Thursday, 16 May 2013

Bank fix does not need treaty change


Letter published in the Financial Times 16.05.2013 - page 10

 
 
Sir,
 
In the EU when one wants to kill an idea without appearing to do so one says that it is very good but its implementation requires a treaty change. That is what Wolfgang Schäuble, the German finance minister, did in his article “Banking union must be built on firm foundations” (Comment, May 13)
Of course a banking union needs to be built on firm foundations, but equating this to a treaty change is a non sequitur. The EU has one institution that has been granted full autonomy and can act independently of national parliaments to execute its policy to keep inflation in the eurozone close to but below 2 per cent. For the European Central Bank to do this it needs an efficient monetary transmission mechanism. If this mechanism is broken and needs a banking union and an effective resolution authority to clean up insolvent banks and recapitalise them, then this is already within the terms of reference of the ECB.
 
It is shameful that Europe had to involve the International Monetary Fund to sort out its fiscal problems.
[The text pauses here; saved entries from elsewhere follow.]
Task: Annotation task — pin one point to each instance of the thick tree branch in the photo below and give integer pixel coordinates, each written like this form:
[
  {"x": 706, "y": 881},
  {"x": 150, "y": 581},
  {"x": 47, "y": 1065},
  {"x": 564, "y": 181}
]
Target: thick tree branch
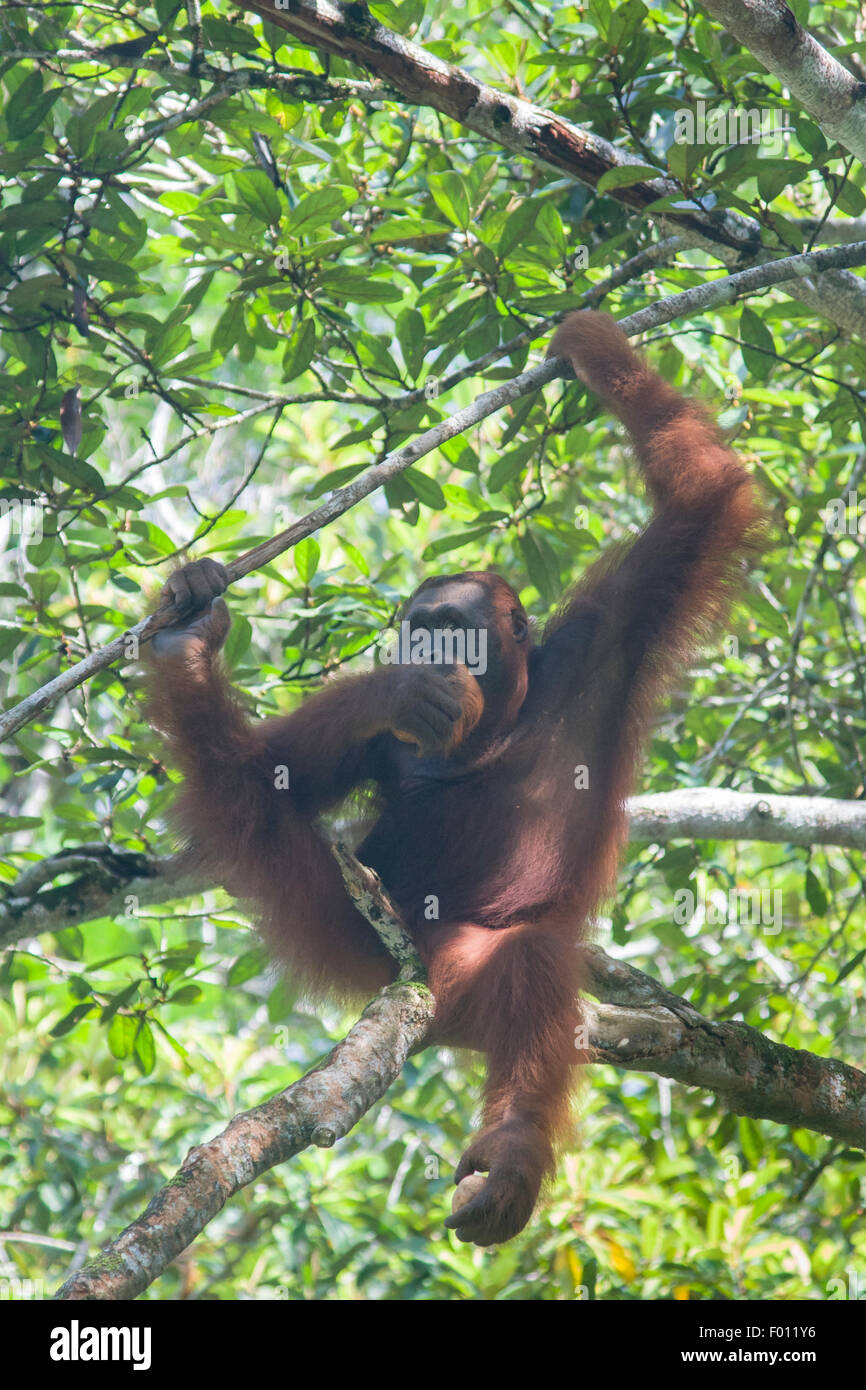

The European Stability Mechanism can perform this function by it being rendered a division of the ECB operating independently of national parliaments to clean up insolvent banks and to recapitalise such cleansed banks through monetisation without reliance on national governments.
 
What the US did with fiscal policy through the troubled asset relief programme, the EU can do through monetary policy through the ESM/ECB. All this can be reversed with a profit as the US experience has shown, and it is indispensable if the EU is to emerge quickly from a recession now in its fifth year in many countries. Without sorting out insolvent banks and bringing them back to health through monetised recapitalisation, the recession will drag on relentlessly.